Out on the field, "spoiled" New England Patriots Quarterback Tom Brady barks remarks like, "I'm an icon!" "Poke his eye!" "I'm the star!" and, "He's a spy!"

Another exchange:
Reporter to player: "I hope you feel good."
Player replies: "Not you, I hope you fall on a machete later."

Well, football is a violent sport, right?

I only gave you a small taste. Here's the full eight minutes of NFL bad lip reading that will convince you that people are strange:

Friday, February 1, 2019

A Sinkhole Turns Into A Bank Robbery Investigation

This "sinkhole" in a Florida bank driveway turned out to be part
of a tunnel. Somebody was digging the tunnel in an attempt
to rob the bank. 
As will become obvious, given Florida's weirdness, the following incident took place in the Sunshine State.

A sinkhole recently opened up in the driveway of a Pembroke Pines, Florida bank. That's not unusual. The geology of Florida makes the area prone to sinkholes.

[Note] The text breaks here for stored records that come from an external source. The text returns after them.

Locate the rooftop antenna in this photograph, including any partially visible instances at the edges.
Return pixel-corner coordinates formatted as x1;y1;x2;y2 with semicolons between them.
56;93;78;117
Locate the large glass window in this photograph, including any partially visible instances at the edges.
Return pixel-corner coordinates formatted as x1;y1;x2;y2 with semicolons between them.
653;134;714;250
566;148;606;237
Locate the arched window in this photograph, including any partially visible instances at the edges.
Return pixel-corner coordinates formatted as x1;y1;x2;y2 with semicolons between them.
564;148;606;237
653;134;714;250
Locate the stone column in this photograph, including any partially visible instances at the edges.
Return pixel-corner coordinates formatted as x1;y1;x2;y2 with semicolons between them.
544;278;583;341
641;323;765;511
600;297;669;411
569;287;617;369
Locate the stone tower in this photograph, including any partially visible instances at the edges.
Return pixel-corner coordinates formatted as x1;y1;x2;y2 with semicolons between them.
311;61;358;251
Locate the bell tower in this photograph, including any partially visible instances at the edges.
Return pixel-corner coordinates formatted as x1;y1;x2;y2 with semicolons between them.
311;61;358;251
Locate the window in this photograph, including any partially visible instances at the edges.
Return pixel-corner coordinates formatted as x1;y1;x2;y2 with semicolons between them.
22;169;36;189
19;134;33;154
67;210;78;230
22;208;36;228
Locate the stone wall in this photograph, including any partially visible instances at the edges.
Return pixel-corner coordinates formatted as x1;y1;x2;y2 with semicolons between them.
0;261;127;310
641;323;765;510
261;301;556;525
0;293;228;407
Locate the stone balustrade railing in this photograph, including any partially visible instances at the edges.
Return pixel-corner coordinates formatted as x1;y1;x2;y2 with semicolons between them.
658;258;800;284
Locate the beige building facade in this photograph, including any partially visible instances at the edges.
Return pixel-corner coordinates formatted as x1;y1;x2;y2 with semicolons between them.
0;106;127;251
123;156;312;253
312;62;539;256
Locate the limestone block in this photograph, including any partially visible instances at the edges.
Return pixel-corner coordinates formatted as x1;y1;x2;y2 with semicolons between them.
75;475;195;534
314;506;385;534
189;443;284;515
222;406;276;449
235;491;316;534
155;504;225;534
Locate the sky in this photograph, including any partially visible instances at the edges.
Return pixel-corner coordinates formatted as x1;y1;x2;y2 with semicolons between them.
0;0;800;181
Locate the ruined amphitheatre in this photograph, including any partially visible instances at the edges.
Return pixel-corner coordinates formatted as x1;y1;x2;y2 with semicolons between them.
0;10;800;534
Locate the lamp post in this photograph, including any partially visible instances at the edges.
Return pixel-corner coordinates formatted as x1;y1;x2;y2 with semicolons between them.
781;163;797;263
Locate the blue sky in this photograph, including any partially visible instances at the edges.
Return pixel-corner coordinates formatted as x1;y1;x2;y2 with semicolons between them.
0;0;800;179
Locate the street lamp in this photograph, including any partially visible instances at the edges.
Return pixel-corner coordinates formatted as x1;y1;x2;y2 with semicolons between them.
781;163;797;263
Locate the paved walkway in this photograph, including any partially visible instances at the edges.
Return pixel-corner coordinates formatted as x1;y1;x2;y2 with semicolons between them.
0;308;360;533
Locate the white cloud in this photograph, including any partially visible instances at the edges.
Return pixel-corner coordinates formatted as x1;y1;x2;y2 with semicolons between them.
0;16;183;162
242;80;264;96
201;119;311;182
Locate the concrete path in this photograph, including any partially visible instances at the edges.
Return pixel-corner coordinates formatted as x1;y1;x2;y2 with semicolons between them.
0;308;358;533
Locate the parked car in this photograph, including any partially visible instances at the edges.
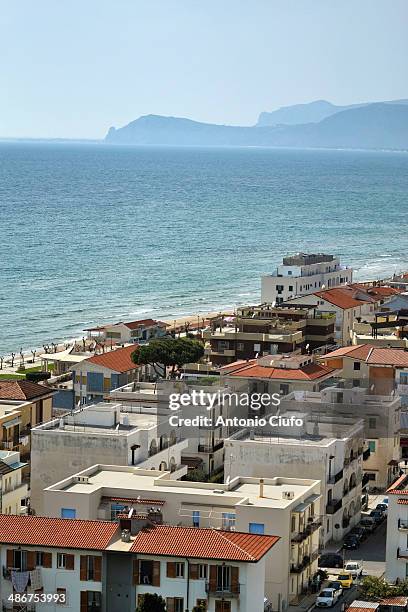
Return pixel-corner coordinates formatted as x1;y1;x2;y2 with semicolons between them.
318;553;344;567
343;533;360;550
344;561;363;578
360;516;377;533
337;572;353;589
370;510;385;525
350;525;368;542
316;589;341;608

It turns out, though, that geology had nothing to do with this sinkhole. It turns out somebody was digging a tunnel from an embankment toward the bank in an attempt to rob it.

But: Curses! Foiled again! The tunnel was too close to the surface. The dirt and the pavement in the driveway collapsed, which was the "sinkhole."

They haven't figured out who dug the tunnel yet. The tunnel extends 50 feet from an embankment to near the bank. It looks like whoever it was was trying to access an ATM.

The person who dug the tunnel wasn't claustrophobic, apparently. The tunnel was only two feet across or so, so you really had to shimmy and squeeze your way through it.

The FBI is investigating.

And thus, Florida continues to uphold its reputation for weirdness.